La violence systématisée
Le dossier long de quatre-vingts pages rapporte ainsi que de « nombreux témoins Kanak ont exprimé leur ressenti vis-à-vis de l’attitude des forces de l’ordre, notamment la façon dont ils se sentent perçus ». Si « les autorités ont tenté de justifier ces drames » en affirmant lutter contre des « actions violentes de la part des jeunes », les contradictions révélées par le rapport laissent plutôt penser que les autorités ont systématisé leur violence.

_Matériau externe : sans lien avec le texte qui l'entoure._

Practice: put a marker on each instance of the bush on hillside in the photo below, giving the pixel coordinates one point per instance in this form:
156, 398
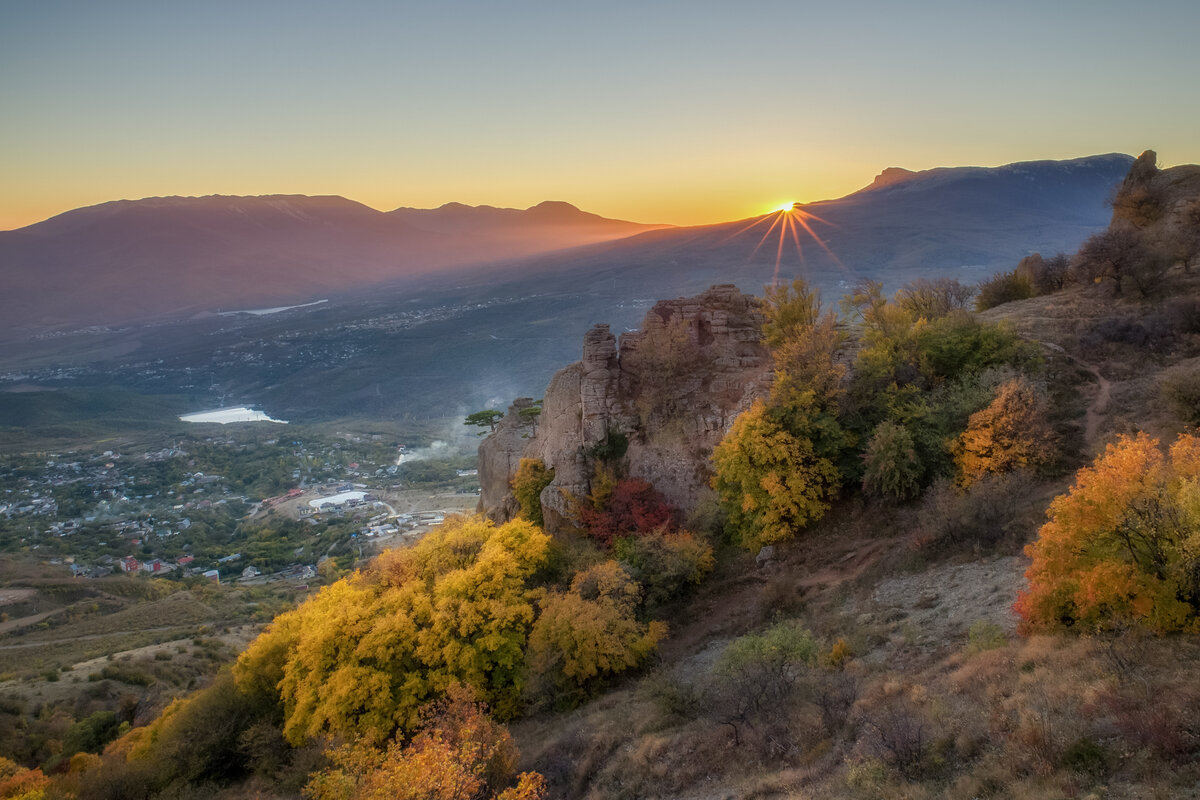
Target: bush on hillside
665, 564
1181, 389
1003, 287
588, 635
1121, 548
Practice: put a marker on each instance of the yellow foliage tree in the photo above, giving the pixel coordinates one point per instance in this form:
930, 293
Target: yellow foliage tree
21, 783
1011, 433
459, 753
591, 632
1122, 547
529, 480
365, 654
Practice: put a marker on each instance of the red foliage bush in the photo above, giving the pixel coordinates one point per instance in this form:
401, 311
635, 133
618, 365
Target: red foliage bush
634, 507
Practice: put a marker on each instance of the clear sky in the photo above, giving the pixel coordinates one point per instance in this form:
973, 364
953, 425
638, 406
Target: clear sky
651, 110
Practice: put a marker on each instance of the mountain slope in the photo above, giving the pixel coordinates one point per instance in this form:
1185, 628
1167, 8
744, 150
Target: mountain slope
960, 221
159, 257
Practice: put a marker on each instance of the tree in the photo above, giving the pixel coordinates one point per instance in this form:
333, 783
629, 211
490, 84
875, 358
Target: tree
771, 479
803, 342
1120, 256
485, 419
457, 753
1123, 546
933, 298
1005, 287
591, 633
665, 564
528, 482
893, 469
1011, 433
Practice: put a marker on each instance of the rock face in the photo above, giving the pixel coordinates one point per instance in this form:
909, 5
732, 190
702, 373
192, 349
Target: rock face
672, 389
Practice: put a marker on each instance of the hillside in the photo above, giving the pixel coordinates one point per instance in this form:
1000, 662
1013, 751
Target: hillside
964, 222
868, 603
510, 325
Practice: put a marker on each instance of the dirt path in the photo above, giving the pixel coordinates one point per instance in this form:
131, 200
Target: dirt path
1099, 407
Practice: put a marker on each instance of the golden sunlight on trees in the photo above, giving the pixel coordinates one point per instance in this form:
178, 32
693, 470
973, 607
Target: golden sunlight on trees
1123, 546
591, 633
459, 753
892, 467
1011, 433
367, 651
531, 479
772, 481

« Il ressort des éléments et témoignages recueillis que ces derniers étaient ciblés et qu’ils semblent ne pas avoir été abattus lors d’accrochages mais délibérément, résume l’enquête. Notamment, des listes de personnes recherchées et une date de reddition ont été communiquées, renforçant l’idée qu’ils étaient tous les trois visés. »
Du manque d’enquêtes judiciaires à la possibilité de violences policières, les civils ont dû composer avec un danger constant. « Le témoin V33, membre du Conseil des Chefs des clans de la tribu de Saint-Louis, se sent traité « comme du bétail », résume le rapport. Le témoin V20 a le sentiment que les forces de l’ordre « prennent les Kanaks pour des terroristes ». »
Une répression constante qui ne s’est pas affaiblie depuis les révoltes de début 2024 : « C’est comme si c’était normal, alors que pas du tout, raconte le témoin V30. C’est comme si… je suis chez moi, mais quand je sors dehors, on dirait […] que je rentre dans une prison ». Une prison à ciel ouvert.